La pace si regge su fiducia, giustizia e collaborazione
Giovedì 22 luglio, a San Miniato al Tedesco (Pi), è stata "celebrata" la 58a Festa del teatro, a cura della Fondazione istituto del dramma popolare, signorilmente presieduto, da alcuni anni, dal prof. Gianfranco Rossi.

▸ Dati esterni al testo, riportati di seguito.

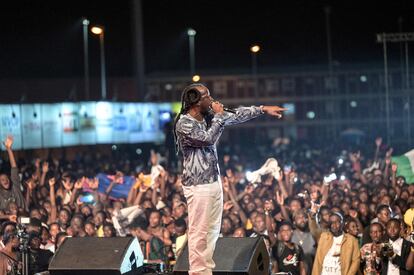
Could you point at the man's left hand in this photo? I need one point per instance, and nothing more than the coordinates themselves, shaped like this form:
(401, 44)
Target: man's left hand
(274, 110)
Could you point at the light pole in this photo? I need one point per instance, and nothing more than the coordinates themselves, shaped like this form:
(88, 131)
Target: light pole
(395, 37)
(98, 30)
(85, 23)
(255, 50)
(191, 43)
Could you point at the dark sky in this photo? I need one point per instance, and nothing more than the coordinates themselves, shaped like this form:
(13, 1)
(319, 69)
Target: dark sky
(44, 38)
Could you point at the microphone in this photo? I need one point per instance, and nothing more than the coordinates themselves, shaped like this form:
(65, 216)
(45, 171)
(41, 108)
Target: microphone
(229, 110)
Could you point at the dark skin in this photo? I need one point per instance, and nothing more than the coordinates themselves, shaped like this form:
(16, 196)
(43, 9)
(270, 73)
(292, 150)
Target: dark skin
(336, 225)
(393, 232)
(198, 110)
(285, 235)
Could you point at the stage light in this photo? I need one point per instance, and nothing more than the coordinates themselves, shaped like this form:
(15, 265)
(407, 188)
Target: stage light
(255, 48)
(196, 78)
(191, 32)
(353, 104)
(249, 175)
(310, 115)
(97, 30)
(363, 78)
(168, 87)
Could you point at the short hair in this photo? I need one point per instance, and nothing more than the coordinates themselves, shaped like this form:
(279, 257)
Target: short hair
(4, 225)
(377, 224)
(383, 207)
(339, 215)
(180, 223)
(287, 223)
(139, 222)
(298, 212)
(394, 220)
(7, 237)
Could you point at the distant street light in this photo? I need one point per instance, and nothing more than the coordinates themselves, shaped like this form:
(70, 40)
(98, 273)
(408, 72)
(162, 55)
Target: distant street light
(191, 42)
(85, 23)
(196, 78)
(98, 30)
(255, 50)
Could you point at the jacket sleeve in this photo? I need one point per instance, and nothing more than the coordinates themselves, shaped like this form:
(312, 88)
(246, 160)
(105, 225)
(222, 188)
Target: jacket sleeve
(356, 257)
(192, 135)
(16, 187)
(242, 114)
(317, 263)
(314, 228)
(400, 261)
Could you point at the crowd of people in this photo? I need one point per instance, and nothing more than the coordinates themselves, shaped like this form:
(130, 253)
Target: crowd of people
(325, 212)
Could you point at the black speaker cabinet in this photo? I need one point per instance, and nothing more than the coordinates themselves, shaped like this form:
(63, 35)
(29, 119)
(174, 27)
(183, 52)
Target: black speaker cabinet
(93, 255)
(233, 256)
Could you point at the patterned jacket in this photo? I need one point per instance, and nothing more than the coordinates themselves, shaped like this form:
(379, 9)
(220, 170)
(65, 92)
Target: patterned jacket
(198, 144)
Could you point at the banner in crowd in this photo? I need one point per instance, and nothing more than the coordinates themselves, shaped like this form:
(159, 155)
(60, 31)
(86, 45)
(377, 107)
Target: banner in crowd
(120, 190)
(405, 165)
(83, 123)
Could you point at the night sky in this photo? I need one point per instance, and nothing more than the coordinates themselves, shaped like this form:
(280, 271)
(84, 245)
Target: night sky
(44, 38)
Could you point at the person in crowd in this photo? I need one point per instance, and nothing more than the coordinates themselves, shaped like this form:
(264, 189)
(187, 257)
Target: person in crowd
(337, 252)
(287, 256)
(398, 253)
(50, 190)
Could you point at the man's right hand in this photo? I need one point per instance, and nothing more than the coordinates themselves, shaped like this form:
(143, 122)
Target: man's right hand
(8, 142)
(217, 107)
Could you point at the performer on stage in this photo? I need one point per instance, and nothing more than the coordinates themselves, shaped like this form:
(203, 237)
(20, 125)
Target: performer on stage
(197, 129)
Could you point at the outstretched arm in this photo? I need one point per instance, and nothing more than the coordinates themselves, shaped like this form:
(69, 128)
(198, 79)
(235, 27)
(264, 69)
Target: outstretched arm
(192, 135)
(244, 114)
(8, 144)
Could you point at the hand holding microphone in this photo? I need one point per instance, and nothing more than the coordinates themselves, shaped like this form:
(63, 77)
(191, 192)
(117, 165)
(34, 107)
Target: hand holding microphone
(217, 107)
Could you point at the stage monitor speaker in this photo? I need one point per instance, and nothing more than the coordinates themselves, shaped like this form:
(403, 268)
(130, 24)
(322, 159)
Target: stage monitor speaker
(247, 256)
(93, 255)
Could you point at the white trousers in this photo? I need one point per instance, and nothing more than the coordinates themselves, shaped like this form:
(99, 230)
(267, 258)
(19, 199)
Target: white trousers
(205, 209)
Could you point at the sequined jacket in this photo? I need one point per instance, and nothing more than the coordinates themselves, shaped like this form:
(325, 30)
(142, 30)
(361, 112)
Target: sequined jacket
(198, 143)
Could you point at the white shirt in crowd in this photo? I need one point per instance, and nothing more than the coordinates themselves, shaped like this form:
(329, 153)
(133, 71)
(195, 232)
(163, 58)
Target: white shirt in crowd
(331, 263)
(397, 246)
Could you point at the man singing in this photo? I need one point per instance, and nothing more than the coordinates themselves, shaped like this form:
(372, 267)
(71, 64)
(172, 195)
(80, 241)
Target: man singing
(197, 129)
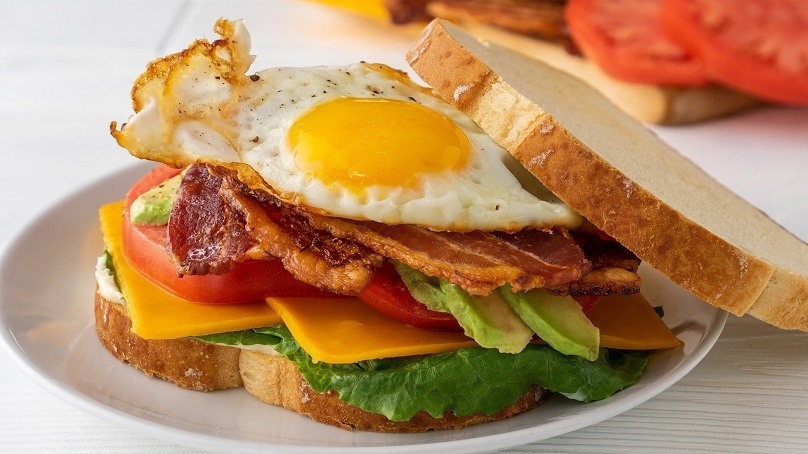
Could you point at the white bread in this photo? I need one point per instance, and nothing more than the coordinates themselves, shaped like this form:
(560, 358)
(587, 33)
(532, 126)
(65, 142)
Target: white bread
(197, 365)
(649, 103)
(188, 363)
(276, 381)
(620, 176)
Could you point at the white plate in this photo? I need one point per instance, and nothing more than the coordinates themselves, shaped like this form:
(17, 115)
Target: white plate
(46, 293)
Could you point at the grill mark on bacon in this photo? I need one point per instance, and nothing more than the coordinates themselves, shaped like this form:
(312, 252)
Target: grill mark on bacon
(477, 261)
(205, 232)
(313, 257)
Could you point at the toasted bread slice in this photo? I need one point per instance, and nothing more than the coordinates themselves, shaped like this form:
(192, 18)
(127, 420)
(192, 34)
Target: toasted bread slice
(188, 363)
(193, 364)
(623, 178)
(276, 381)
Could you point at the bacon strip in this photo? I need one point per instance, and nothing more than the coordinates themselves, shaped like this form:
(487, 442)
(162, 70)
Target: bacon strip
(340, 254)
(479, 262)
(210, 210)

Il vostro cronista, che a San Miniato si sente quasi di casa, avendo partecipato a tale Festa per 24 volte, vi è ritornato per il 25° anno, per assistere al dramma Il dilemma del prigioniero, opera di David Edgar, impeccabile gentlemen inglese.

IL DILEMMA
Si tratta di un'opera recentissima, tanto che la prima è stata data in Inghilterra nel luglio del 2001, tutta incentrata sul grande problema del rapporto fra i popoli. Il titolo parte da questo, per alcuni "famosissimo", per me assolutamente oscuro fino alla sera di giovedì 22, "dilemma del prigioniero".
Cercherò di spiegarlo. 1989, in un'aula della Università della California, un gruppo di giovani, guidato da alcuni docenti, simula un negoziato di pace fra due Stati. Ad un certo punto, come una delle possibili soluzioni, si propone questo "dilemma": due uomini vengono arrestati per rapina a mano armata. Li tengono in celle separate. Per farli "parlare", ad ognuno dei due vien detto che l'altro lo ha tradito. Anche se la cosa non fosse vera, potrebbero verificarsi due possibilità: a) i due si tradiscono reciprocamente, ed ottengono uno sconto di pena; oppure b) tacciono e tornano in libertà.
A questo punto, ecco il sottilissimo "dilemma": l'altro sarà abbastanza leale o abbastanza intelligente da capire il trucco, e, diciamo noi, da starci, ottenendo così almeno uno sconto di pena, o, meglio ancora, il ritorno alla libertà?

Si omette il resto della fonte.